Wenn Sie schon so weihevoll die sächsische Landesverfassung zitieren, darf ich Sie darauf hinweisen, dass im Amtseid der sächsischen Minister die Rede davon ist, dass sie dafür eintreten, Schaden vom Volk abzuwenden und seinen Nutzen zu mehren. Dort hebt man, auch wenn ein bisschen sonstiges rhetorisches Beiwerk dabei ist, aufs deutsche Volk ab. Das sollten Ihre Regierungsvertreter einmal zur Kenntnis nehmen. Bezugspunkt ist auch in der sächsischen Landesverfassung das Eintreten für die Interessen des eigenen Volkes.

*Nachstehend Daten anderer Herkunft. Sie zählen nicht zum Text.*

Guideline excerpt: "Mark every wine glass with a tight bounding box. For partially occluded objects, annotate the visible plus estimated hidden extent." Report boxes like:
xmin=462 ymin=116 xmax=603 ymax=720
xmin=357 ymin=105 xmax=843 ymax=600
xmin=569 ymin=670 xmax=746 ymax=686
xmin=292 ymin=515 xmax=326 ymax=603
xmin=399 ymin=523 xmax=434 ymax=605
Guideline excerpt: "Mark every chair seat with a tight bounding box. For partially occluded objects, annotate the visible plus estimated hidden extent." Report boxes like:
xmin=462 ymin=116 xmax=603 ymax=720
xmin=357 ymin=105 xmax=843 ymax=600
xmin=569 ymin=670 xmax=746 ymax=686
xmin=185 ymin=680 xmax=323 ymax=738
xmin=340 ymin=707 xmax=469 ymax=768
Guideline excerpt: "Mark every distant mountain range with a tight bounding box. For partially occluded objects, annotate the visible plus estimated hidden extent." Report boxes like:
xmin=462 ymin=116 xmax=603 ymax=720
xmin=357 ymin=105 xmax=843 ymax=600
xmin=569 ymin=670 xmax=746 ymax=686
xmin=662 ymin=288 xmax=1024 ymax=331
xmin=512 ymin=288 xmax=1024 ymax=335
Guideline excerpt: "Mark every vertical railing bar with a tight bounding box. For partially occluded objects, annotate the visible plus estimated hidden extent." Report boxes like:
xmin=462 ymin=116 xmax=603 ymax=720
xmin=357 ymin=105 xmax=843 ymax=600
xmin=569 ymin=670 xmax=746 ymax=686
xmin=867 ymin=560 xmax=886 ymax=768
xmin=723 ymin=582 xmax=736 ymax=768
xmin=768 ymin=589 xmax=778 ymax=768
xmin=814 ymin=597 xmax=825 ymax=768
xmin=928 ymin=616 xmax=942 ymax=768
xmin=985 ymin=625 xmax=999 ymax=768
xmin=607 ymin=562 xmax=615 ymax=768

Wenn wir gerade bei dem Thema sind – wir sprachen gestern schon darüber –: In einer Zeit, in der die offizielle

Arbeitslosenquote in Sachsen auf 12,3 % angestiegen ist und laut „Sächsische Zeitung“ 421 000 Sachsen arbeitssuchend sind – in einer solchen Zeit einer weiteren Zuwanderung das Wort zu reden, das ist arbeitnehmerfeindlich, es ist arbeitslosenfeindlich und es ist gegen die sozialen Interessen des eigenen Volkes gerichtet.

(Genau! und Beifall bei der NPD)

Bei 421 000 Arbeitssuchenden in Sachsen weitere Lohndrücker und Arbeitsplatzkonkurrenten ins Land holen zu wollen ist eine politische Schande.

(Beifall bei der NPD – Robert Clemen, CDU: So ein Blödsinn! – Peter Wilhelm Patt, CDU: Das deutsche Volk will Sie doch gar nicht!)

Kollege Bandmann, Sie wollen auf die Kurzintervention reagieren; bitte.

Ich möchte auf die Kurzintervention reagieren, Herr Präsident. – Herr Gansel, auch Ihnen dürfte bekannt sein, dass der Ausländeranteil in Sachsen zwischen 2 und 3 % liegt; der Anteil der Muslime in Sachsen ist unter 0,1 %.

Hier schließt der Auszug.